Clarification of stress tests

Clarification of  stress tests

⁠Lenders will have to adopt a more uniform approach to mortgage stress tests, following a clarification of the rules by the Bank of England’s Financial Policy Committee (FPC).

The FPC is there to keep any risks that could threaten the resilience of the UK financial system in check, including making sure that lenders will be able to cope if borrowers can’t keep up with repayments.

It first recommended affordability stress testing in 2014, so that lenders could be certain borrowers would be able to afford the cost of their mortgage were interest rates to rise. The FPC originally suggested that lenders should focus on whether borrowers could cope with a 3% increase in the Bank Rate during the first five years.

However, lenders interpreted this in a range of different ways, not always feeding the increase through to their reversion rates. The reversion rate is the rate to which your mortgage will revert at the end of any special deal or fixed rate period, which means it is usually the lender’s Standard Variable Rate (SVR).

As a result, some lenders imposed more relaxed stress tests than others or took a more flexible approach when assessing borrowers’ outgoings.

What’s changing?

To ensure greater consistency across the market, in its latest twice-yearly Financial Stability Report, the FPC has amended its recommendation so that the stress test must relate to a three-percentage point increase in the lender’s current reversion rate. If the mortgage contract does not specify a reversion rate, the stress test must be three percentage points higher than the product rate at origination.

This is not expected to result in any radical changes for those applying for a mortgage, but for some lenders who had operated a lower stress rate it could mean a slight reduction in the amount you can borrow.

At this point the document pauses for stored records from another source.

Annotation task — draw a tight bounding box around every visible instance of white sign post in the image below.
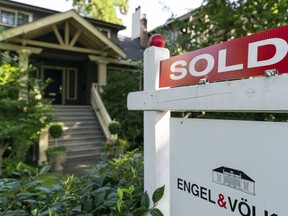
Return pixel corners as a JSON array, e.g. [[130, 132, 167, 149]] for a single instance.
[[144, 47, 170, 215], [128, 26, 288, 216]]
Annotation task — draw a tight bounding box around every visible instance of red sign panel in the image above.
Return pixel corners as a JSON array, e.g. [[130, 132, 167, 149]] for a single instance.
[[159, 25, 288, 87]]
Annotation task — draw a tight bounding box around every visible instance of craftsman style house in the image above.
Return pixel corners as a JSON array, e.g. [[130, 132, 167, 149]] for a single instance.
[[0, 0, 141, 164]]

What about buy-to-let rules?

The report also confirmed that there will be no further changes to buy-to-let affordability rules, given recent changes already introduced by the Prudential Regulation Authority (PRA).

Since January, lenders have had to take the borrower’s income and personal circumstances into account as well as rental income when assessing buy-to-let mortgage applications.

Lenders must also apply a ‘stress test’ of a minimum interest rate of 5.5% for the first five years of the loan.

From the end of September, lenders will need to examine the whole portfolio when underwriting mortgages for landlords who own four or more mortgaged buy-to-let properties, rather than assessing each property on a standalone basis.